Poorly designed primers can anneal to unintended genomic sites, form primer dimers, or fail to extend, producing false-negative or misleading results in diagnostic PCR.

Protein Misfolding is the failure of a polypeptide to adopt or maintain its correct three-dimensional conformation, often causing loss of function, aggregation, or cellular toxicity.

Protein folding is guided by the amino acid sequence but is influenced by temperature, pH, molecular crowding, mutation, oxidative stress, and the availability of folding chaperones. Misfolded proteins often expose hydrophobic surfaces that are normally buried, causing them to aggregate with other partially folded chains. Cells counter this threat through chaperones, the ubiquitin-proteasome system, autophagy, and the unfolded protein response in the endoplasmic reticulum.

Persistent misfolding contributes to cystic fibrosis, alpha-1 antitrypsin deficiency, prion diseases, and neurodegenerative disorders such as Alzheimer’s and Parkinson’s disease.

Protein Trafficking is the directed movement of newly synthesized or mature proteins to their correct cellular destinations, including organelles, membranes, lysosomes, the nucleus, or the extracellular space.

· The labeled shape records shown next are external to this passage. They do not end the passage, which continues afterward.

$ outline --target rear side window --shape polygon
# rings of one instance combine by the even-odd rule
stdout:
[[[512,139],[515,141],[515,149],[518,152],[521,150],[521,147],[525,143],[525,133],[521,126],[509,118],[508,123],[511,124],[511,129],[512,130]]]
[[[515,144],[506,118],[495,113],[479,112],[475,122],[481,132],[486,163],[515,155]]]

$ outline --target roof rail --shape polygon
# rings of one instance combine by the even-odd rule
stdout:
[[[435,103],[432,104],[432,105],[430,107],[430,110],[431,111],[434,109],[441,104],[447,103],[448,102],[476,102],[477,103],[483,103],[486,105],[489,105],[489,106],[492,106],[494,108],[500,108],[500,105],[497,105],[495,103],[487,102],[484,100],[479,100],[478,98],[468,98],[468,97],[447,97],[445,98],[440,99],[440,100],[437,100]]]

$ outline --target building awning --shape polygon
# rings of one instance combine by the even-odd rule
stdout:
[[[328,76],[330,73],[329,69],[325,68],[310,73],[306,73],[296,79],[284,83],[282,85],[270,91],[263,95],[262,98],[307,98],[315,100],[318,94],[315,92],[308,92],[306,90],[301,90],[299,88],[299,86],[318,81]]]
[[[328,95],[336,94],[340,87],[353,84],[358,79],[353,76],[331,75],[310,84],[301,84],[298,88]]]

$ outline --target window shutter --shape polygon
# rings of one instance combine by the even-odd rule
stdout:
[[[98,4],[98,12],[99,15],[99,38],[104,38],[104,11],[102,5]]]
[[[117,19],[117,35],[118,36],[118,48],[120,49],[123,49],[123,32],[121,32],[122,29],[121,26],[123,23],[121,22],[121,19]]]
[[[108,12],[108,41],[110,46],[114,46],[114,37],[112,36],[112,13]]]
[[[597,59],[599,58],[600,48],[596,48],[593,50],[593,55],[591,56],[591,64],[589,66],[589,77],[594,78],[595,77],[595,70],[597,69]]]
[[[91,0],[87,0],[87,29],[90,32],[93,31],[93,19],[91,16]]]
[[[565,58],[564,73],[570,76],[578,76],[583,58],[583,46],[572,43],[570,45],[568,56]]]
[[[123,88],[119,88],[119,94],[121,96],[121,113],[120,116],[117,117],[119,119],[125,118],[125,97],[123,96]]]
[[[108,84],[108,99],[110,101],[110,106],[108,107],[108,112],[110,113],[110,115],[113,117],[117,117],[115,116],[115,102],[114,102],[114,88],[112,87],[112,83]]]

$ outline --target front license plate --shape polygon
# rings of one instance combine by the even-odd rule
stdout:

Protein sorting depends on sequence-encoded address labels such as signal peptides, nuclear localization signals, mitochondrial targeting sequences, peroxisomal targeting motifs, and lysosomal sorting signals. Proteins entering the secretory pathway are directed to the endoplasmic reticulum, modified in the Golgi apparatus, and packaged into vesicles coated by COPII, COPI, or clathrin. Rab GTPases, SNARE proteins, tethering factors, and cytoskeletal motors ensure that vesicles bud from the correct compartment, move along defined tracks, and fuse with the correct target membrane.

Roughly one-third of eukaryotic proteins enter the secretory pathway or membrane-trafficking system, so trafficking errors can affect hormone secretion, receptor signaling, lysosomal enzyme delivery, and immune recognition.